I run my Melco with a DAC on the USB-port and I saw somewhere on their site it was preferable to connect the Melco to 100Mbps network in that case.
Then I saw on the alphaaudio site some discussion that 100Mbps was lower noise since 1Gbps was not true full duplex and the duplex-switching added noise.
10/100 Ethernet is full duplex, just like USB3 there is a transmit differential pair and a receive pair.
1G and above gets a little wonky. It’s has basically 4 bit 1/4 speed half duplex. Meaning when the device wants to transmit it turns off the receive and sends 4 bit packets (so at 1G it is 4 bits at 250M). Unlike 10/100 which does not have to turnaround the transmit and receive buffers when going from receive to transmit. Much more noise generated.
Anyone know if this is true? Could this be the reason Melco wants me to do a slow walk?
I have my router set to run my whole network at 100mb. That’s more than my internet connection and more than I need for virtually anything I do.
All Naim streamers have 100Mb ports by design. Their servers have Gb ports to facilitate faster file transfers, but even the highest res music streams are well below 100. Naim have said in the past that the 100Mb spec is a design choice for reduced electrical noise and reduced power consumption.
Thanks, interesting. True, I run mostly locally ripped CD:s so no network load at all.
Sound like a good idea to set the hifi-network to 100mbit for everything. not that I have much else, an ifi zen router to get AirPlay and Spotify. Will try anyway.
I use some old switches to network my house. They have a couple of Gb ports which I use for the “backbone” connecting them to each other and to the router. The main ports are all 100Mb so all peripheral devices connect to these, include the 100Mb Naim streamers.
My ISP supplied router has the option to run at 100Mb, and EEE (energy efficient ethernet) both of which I have enabled.
Hi - it depends on what speed has been negotiated for the link.
If the link has negotiated at 1Gbps then yes there is more scope for noise as all 4 pairs are active. If 100 Mbps is negotiated it only uses 2 pairs that are active and energised. A 1 GigE interface can be told to engage at 100 Mbps (aka as Fast Ethernet) , or even 10Mbps such that only 2 pairs are used.

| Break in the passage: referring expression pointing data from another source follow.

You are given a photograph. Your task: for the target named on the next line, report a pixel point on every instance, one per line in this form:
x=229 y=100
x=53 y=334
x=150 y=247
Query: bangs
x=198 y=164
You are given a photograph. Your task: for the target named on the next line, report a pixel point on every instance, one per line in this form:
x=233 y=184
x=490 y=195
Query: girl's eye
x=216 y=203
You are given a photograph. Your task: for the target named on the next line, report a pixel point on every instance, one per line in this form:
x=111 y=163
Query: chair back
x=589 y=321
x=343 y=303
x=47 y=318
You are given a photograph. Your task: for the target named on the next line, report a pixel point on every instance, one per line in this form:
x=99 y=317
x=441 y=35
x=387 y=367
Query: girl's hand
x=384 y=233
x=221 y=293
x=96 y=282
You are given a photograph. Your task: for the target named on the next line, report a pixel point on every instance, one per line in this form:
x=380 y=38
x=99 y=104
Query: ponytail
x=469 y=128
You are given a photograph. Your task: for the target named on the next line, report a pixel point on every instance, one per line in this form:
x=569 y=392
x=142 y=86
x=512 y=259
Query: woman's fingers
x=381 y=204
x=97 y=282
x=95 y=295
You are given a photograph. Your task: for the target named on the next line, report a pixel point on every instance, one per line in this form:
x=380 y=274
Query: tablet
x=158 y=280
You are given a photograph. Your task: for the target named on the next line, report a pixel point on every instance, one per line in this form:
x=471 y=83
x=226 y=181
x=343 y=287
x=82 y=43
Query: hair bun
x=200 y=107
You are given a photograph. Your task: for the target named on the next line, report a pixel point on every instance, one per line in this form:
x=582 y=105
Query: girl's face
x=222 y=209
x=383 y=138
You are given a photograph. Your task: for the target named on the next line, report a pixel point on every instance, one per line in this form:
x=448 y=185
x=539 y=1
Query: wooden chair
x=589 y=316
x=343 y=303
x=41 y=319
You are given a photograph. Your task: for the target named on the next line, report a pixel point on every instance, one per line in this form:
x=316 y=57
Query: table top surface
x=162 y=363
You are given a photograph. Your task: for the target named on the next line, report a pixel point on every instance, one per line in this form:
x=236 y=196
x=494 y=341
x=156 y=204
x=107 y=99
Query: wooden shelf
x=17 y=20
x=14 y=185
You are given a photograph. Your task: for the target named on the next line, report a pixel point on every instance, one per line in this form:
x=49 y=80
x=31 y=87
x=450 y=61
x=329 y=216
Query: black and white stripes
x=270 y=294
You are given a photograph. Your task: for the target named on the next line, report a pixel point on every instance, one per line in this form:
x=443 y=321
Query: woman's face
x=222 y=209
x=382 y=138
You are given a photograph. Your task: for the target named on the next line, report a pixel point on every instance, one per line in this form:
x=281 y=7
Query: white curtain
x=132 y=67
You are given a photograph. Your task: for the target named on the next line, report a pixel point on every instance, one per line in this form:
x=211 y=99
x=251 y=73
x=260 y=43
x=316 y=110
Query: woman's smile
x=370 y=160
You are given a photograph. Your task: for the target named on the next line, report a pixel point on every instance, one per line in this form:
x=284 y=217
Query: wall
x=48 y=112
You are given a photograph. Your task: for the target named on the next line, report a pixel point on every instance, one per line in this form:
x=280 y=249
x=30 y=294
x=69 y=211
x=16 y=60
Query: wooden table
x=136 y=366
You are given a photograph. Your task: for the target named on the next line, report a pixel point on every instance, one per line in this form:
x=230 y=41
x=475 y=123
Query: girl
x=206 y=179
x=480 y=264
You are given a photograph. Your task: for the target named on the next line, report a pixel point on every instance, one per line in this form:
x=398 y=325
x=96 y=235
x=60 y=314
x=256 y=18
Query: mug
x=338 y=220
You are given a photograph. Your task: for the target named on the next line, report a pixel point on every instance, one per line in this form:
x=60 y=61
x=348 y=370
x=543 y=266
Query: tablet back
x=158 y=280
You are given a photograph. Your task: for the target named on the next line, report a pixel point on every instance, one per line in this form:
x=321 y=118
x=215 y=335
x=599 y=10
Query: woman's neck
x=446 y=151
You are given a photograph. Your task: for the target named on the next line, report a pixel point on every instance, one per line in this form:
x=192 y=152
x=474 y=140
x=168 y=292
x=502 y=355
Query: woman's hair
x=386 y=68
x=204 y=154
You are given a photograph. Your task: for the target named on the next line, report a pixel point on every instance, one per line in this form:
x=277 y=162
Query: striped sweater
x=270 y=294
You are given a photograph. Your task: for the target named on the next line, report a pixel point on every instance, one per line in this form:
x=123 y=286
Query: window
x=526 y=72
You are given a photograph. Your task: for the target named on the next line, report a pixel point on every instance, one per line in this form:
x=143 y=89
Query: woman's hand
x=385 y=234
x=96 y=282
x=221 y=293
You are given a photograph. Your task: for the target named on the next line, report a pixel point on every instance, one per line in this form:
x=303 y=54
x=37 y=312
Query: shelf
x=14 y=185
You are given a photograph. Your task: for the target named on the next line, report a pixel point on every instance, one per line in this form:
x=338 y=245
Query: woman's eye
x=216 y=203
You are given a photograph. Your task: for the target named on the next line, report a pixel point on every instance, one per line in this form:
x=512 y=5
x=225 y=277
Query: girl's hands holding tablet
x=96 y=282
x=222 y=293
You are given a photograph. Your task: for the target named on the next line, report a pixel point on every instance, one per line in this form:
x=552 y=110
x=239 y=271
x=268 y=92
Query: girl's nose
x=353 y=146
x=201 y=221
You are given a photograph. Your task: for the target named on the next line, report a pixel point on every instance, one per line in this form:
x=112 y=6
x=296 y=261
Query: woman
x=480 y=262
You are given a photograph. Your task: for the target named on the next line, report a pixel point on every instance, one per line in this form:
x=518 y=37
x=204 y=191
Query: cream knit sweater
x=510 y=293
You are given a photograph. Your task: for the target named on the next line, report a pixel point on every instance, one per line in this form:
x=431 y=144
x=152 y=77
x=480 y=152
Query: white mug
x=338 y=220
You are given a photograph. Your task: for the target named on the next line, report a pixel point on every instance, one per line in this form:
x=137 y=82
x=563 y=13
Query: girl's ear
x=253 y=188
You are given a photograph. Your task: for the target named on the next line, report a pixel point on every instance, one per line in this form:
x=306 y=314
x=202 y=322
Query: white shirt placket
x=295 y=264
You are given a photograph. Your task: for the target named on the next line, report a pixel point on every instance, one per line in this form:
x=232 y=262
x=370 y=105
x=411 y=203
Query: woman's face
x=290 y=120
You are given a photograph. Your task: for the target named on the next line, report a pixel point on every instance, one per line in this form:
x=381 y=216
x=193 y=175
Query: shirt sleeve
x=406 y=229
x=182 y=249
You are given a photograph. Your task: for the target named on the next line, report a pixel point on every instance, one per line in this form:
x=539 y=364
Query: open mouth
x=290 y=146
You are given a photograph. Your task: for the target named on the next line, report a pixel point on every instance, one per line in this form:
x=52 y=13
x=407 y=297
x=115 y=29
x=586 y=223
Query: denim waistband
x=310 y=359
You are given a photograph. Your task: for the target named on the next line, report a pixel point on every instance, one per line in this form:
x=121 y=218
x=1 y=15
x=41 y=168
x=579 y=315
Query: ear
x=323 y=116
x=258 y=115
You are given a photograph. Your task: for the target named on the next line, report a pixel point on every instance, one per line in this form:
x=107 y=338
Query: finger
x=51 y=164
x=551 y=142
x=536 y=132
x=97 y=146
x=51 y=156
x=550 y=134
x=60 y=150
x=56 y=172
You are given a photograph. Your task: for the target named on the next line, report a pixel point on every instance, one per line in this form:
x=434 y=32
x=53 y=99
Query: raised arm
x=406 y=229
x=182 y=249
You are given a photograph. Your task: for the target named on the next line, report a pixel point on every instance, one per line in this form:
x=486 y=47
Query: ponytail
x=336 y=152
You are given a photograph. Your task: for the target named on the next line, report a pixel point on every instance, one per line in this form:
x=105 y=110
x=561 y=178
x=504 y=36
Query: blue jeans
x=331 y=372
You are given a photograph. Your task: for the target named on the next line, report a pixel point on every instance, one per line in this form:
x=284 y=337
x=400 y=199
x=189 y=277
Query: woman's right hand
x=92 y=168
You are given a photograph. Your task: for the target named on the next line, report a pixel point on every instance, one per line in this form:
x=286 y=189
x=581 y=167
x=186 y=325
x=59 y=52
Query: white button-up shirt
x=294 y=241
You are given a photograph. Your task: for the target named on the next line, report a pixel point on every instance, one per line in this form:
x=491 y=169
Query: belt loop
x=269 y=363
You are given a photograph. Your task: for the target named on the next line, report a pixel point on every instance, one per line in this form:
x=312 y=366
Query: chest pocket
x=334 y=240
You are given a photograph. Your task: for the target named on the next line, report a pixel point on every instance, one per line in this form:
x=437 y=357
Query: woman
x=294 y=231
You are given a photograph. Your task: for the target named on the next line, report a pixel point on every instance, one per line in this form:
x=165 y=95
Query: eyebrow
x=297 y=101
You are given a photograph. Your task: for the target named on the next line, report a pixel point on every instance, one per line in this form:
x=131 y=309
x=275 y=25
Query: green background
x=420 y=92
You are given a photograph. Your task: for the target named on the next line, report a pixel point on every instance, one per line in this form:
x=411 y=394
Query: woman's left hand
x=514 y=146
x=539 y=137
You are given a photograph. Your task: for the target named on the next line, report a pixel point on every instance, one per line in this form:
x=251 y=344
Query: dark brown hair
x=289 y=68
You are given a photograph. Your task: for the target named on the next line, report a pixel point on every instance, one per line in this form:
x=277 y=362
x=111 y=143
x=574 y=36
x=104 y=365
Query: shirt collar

I was trying to read the documentation and use the EtherREGEN.
According to Uptone the device that own the DAC should be connected to the B-port which runs at 100Mbps. The Dac is the sensitive part so that seem logical. So I should connect the streamer to the B-port and not the Player port as Melco suggest.
Now lucky me as I had already discovered you could connect a USB-DAC directly to the Melco without going via the network. And with some USB regeneration boxes it sounds even better to me. As you still control the thing with a UPnP controller there must be a streamer in there. And now the Melco is connected to the B-port.
Ok as long as it sounds good… it’s worth remembering a USB connection is also a network connection, it’s just not Ethernet and uses different protocols. Modern USB effectively uses two pairs. But all the consideration of serialisation clocks and common mode noise equally apply to USB as they do to Ethernet.
Year, but it is left alone relatively well compared to a network. And I have a serious two-box solution that un-USB everything. I first spent a lot of time and effort with I2S. It never felt right. Old AES/EBU with a decent low-cost DH Labs 110 cable is much nicer playing music. Will check-out better cables later.